LONDON, United Kingdom, March 10, 2016 (LifeSiteNews) – A law criticized for authorizing a sweeping state intrusion into the privacy of family life was challenged in the United Kingdom's Supreme Court this week by Christian and parental rights groups.
Colin Hart of the Christian Institute, one of the plaintiffs, called the law “an insult to the fundamental rights of mums and dads to bring up their children the way they see fit[.] … This is a compulsory scheme. There is no way for parents to opt out or to be the named persons for their own children.”
The law behind the Scottish government's Named Person scheme, the Children and Young People Act, was passed in 2014, but it is still months away from implementation – time enough for the Christian Institute, CARE, the TYMES Trust (for parents of children with chronic fatigue syndrome), and the Family Education Trust to appeal against it on the grounds that it violates existing privacy law and the constitutional rights of parents. The panel of five judges that finished hearing the case Wednesday says it will order the government to delay enforcement till it rules.

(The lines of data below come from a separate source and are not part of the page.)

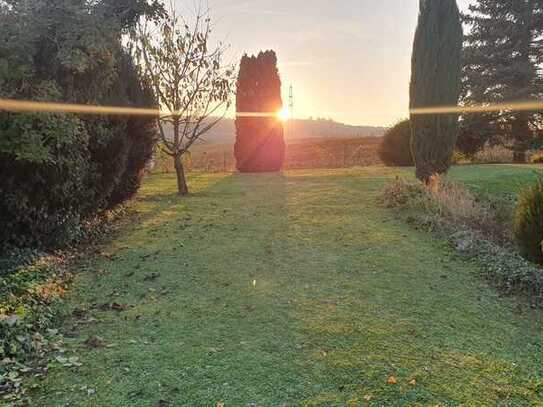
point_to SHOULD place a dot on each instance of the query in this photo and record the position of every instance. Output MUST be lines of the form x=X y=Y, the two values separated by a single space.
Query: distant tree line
x=502 y=60
x=58 y=169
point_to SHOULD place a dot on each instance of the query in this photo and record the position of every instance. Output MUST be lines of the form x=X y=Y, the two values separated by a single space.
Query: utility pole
x=290 y=122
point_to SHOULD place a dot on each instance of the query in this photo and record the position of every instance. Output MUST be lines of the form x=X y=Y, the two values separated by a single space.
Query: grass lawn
x=293 y=289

Under the far-reaching scheme, a “named person” – a teacher, school administrator, midwife, social worker, etc. – will be assigned to every Scottish child up to the age of 18, tasked with overseeing his interests and able to gather information from doctors, social agencies, schools, courts, and the children themselves, unbeknownst to the parents.

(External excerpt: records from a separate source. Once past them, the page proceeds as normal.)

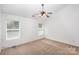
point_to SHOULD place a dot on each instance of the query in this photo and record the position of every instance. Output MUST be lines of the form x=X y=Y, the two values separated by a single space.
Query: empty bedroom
x=39 y=29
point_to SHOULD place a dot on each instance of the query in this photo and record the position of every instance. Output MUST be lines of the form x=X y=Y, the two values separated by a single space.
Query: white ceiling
x=27 y=10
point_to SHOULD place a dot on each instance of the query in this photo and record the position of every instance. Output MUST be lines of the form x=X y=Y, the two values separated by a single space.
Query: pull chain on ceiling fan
x=43 y=12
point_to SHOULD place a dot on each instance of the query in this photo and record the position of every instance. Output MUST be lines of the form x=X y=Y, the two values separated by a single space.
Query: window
x=12 y=31
x=40 y=29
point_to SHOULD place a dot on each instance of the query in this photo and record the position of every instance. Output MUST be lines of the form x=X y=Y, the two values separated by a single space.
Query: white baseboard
x=62 y=41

As the child grows, and as his named persons die, change jobs, or lose contact, the persons assigned change, widening the circle of people privy to the child's and family's information.
“There are two sinister ideas behind this,” a spokesperson for the No to Named Persons campaign told LifeSiteNews. “The first is that parents cannot raise children without professional help provided by the State – that for children to grow up to be successful Scottish adults, there must be early intervention by the government.”

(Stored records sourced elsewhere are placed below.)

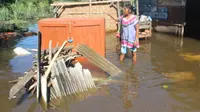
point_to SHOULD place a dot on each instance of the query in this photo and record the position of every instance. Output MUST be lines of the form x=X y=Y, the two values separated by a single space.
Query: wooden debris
x=21 y=83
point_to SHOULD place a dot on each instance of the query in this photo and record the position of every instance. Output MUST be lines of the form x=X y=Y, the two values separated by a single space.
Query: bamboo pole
x=83 y=3
x=137 y=8
x=38 y=68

“The second and more sinister idea is that every parent is a potential child abuser, that there is much more abuse going on than ever gets made public, and the only way to prevent this is by this early intervention by the State.”
This will create a barrier of suspicion between parents and children and officials they ought to trust, such as doctors and “health visitors” – a type of public health nurse who advises parents on child care in infancy.
Aidan O'Neill of the Christian Institute told the panel of judges that if a teenager is prescribed birth control pills, the named person must be informed – but not the parent. O'Neill said a named person could even advise the child to take birth control pills against the expressed wishes of the parents.
The spokesman for No to Named Persons told LifeSiteNews, “This really drives a horse and carriage between parents and their children.” The coalition against the law admit that child abuse exists but want the Scottish government to focus on children known to be in need of intervention, not add to the workload of teachers and overworked social workers by assigning them to be advance agents of unneeded government aid.
Defenders of the scheme, such as Social Work Scotland, describe the named person as every child's “entitlement” that will allow social workers to focus their efforts. “Social work is a targeted service. Not all children need it,” argues SWS's president, Alistair Gaw. The named person will summon the social worker, according to Gaw, only when needed.
What's more, defenders claim, the welfare of children now falls within the responsibilities of many different agencies that don't communicate. The named person would bring all this information together.
According to critics, some named persons could be responsible for dozens or even hundreds of children.
The organizations challenging the new law argue that it violates existing law that puts the threshold for sharing a family's private information from what is “necessary” to protect the child to what is deemed “appropriate,” which means, according to the No to Named Persons spokesperson, “you can do whatever you want.”
As well, they argue that it violates European privacy rights and recognition of the family to be a “necessary underpinning” of society.